Total Pageviews

Friday, January 31, 2014

The Dependency of Mansfield Park on Antigua and Fanny Price


The theme of the colony did not seem very important on a surface-level reading of the novel. However, upon a closer reading, one can say that the colony is an integral part, producing manifold meanings into the novel as discussed below.
According to Edward Said, Sir Thomas “understands for the first time what has been missing in the education of his children, and he understands it in the terms paradoxically provided for him by unnamed outside forces, so to speak, the wealth of Antigua and the imported example of Fanny Price”. He then asks the reader to “note here how the curious alteration of outside and inside…outside becoming the inside by use…”
It seems that Austen has referred to the colony in passing, and casually, just to denote the wealth of Sir Thomas. However, this is not the case, for alternate references could have created the impression of wealth in the residents of Mansfield Park’s life. Austen chose to mention Antigua for a reason, and that was to highlight how Sir Thomas was using his power and taking advantage from slavery to run Mansfield Park.
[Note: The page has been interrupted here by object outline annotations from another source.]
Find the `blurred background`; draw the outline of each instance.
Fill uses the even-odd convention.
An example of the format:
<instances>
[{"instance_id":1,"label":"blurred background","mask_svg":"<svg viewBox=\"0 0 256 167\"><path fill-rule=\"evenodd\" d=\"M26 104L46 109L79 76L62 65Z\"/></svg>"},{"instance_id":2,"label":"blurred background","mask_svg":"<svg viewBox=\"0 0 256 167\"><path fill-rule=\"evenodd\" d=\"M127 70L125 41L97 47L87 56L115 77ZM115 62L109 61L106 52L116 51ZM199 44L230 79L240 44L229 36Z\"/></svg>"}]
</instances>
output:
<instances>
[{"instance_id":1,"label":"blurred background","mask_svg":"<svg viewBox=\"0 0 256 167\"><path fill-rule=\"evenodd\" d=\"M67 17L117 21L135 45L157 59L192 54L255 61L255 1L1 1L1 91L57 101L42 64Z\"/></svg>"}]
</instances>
That is, without the existence of the sugar plantations in Antigua, life as it is in Mansfield Park would not have been possible. It is at the expense of these slaves, that Mansfield Park and its residents are up and running; some even using the wealth created extravagantly.
Similarly, the presence of Fanny, the “imported example” is much likened to the slaves of Antigua, who have no will of their own, and live life as dictated by Sir Thomas. Fanny lives a similar life in the first half of the novel, and upon Sir Thomas’s return, when Fanny questions him about the slave trade, “there was such a dead silence!” Perhaps because Sir Thomas did not feel he was accountable to anyone about his doings anywhere; be it Antigua, or Fanny’s presence and treatment in Mansfield Park.
As the novel progresses, one sees that Mansfield Park cannot function without Fanny Price, who has become the “spiritual mistress of Mansfield Park” (Said). Suddenly, Fanny becomes the most sought out person; “it was impossible for her not to be more looked at, more thought of, and attended to, than she had ever been before”. Even Edmund tells Fanny about how “pretty” and admirable Fanny has become in the eyes of Sir Thomas all of a sudden ever since his return, and Sir Thomas’s tremendously improved treatment of Fanny is obvious.
One sees here the immediate relationship between Mansfield Park and its dependence on Antigua, and Mansfield Park and its dependence on Fanny Price. As Said states, “what was wanting within was in fact supplied by the wealth derived from a West Indian Plantation and a poor provincial relative, both brought into Mansfield Park and set to work”. Upon comparison it can be stated that it is the outside which allows the inside to flourish and flow; that at the expense of the outside, does the inside flourish. It seems that Sir Thomas realizes and accepts the importance of Fanny’s presence, and how she holds Mansfield Park together, the same way he knows that it is Antigua which keeps Mansfield park running.